De aldus gedefinieerde doelstellingen lijken perfect in overeenstemming te zijn met de verplichtingen van Frankrijk, vooral tegenover de NAVO, en komen overeen met de positionering van Frankrijk als belangrijke bondgenoot en balancerende macht, zoals naar voren gebracht door de uitvoerende macht.

Ze blijken echter ook veel superieur te zijn aan de formaten die het mogelijk maakten om het format van de Franse legers te definiëren binnen het raamwerk van het Witboek van 2013, terwijl de LPM 2024-2030 in veel opzichten op ditzelfde format gebaseerd blijft. en dit betreft de 3 legers.

- Advertentie -

De vraag rijst dus wat de consistentie is tussen het traject dat wordt bepaald door het toekomstige LPM en het operationele contract zoals gepresenteerd door de minister van de strijdkrachten.

Leger: Zet een divisie van 2 brigades in

De verplichtingen met betrekking tot het Franse leger blijven min of meer identiek aan wat ze tot nu toe waren. Frankrijk houdt immers al toezicht op het Zuid-Europese front van de NAVO en moet daarom niet alleen het bevel op zich nemen over een legerkorps dat bestaat uit divisies en brigades van lokale strijdkrachten en bondgenoten die aan dit front zijn toegewijd (zoals België), maar ook daaraan bijdragen met een divisie bestaande uit 2 gevechtsbrigades.

Om dit te bereiken kan het leger rekenen op 6 organische brigades verdeeld over 2 divisies. Volgens de Franse toezeggingen binnen de NAVO moet het land binnen een week een eerste gevechtsbrigade kunnen inzetten, en binnen 30 dagen een tweede brigade.

- Advertentie -
het formaat van de Franse legers komt niet overeen met het operationele contract dat is gedefinieerd door MINARM

Om dit te bereiken zorgen de Franse brigades voor een operationele rotatie, waarbij een brigade alert is, zoals het geval was voor de Serval-brigade die in 2013 op zeer korte termijn in Mali werd ingezet. Een tweede brigade, die in training is, zorgt voor een waarschuwing van 30 dagen, terwijl een derde brigade ook in training is om op zijn beurt de Alert te kunnen uitvoeren.

De laatste drie brigades zijn in rust en herstel, vooral na uitzendingen, en nemen ook deel aan andere inzet buiten het NAVO-kader.

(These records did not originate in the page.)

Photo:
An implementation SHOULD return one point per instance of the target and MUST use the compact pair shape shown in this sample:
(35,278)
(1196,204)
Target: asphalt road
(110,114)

Helaas blijkt deze organisatie meer theoretisch dan praktisch te zijn, en de NAVO zelf was tot voor kort van mening dat het leger slechts binnen dertig dagen de inzet van een versterkte brigade kon garanderen, en mogelijk na negentig dagen van een tweede brigade.

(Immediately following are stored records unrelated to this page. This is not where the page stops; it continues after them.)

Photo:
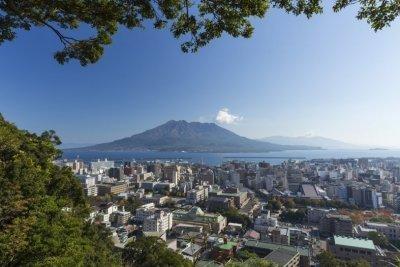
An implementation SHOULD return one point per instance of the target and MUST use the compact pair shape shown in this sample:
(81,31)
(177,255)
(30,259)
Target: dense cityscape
(298,213)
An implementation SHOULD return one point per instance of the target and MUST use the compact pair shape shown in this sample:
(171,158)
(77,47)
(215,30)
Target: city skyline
(330,76)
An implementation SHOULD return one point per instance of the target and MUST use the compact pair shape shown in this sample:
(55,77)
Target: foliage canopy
(194,22)
(43,209)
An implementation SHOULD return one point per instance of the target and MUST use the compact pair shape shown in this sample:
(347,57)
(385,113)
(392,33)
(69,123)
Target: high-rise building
(161,221)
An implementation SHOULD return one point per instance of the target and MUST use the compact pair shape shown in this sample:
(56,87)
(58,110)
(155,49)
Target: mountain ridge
(192,137)
(319,141)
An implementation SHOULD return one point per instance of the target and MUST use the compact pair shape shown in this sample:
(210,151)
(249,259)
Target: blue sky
(330,76)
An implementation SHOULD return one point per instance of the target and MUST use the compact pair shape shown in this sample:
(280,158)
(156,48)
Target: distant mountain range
(318,141)
(191,137)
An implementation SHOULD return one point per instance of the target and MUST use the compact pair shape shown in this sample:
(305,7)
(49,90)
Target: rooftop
(227,246)
(271,246)
(354,242)
(281,256)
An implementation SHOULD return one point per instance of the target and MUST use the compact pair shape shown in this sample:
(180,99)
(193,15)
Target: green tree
(293,216)
(152,252)
(43,209)
(290,204)
(132,203)
(250,263)
(195,22)
(274,204)
(234,216)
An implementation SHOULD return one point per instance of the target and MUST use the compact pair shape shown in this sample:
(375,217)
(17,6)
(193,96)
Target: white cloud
(224,117)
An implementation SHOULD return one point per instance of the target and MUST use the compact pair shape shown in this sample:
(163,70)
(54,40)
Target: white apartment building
(264,221)
(391,231)
(161,221)
(200,193)
(146,210)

Het is een feit dat het, om een ​​dergelijke operationele houding aan te nemen, nodig zou zijn om twee nieuwe brigades voor het leger op te richten, om effectief over voldoende rotatiemiddelen te beschikken om de aanhoudende inzet in de loop van de tijd van twee brigades op verzoek van de NAVO op zich te nemen (zonder zelfs maar over engagement gesproken).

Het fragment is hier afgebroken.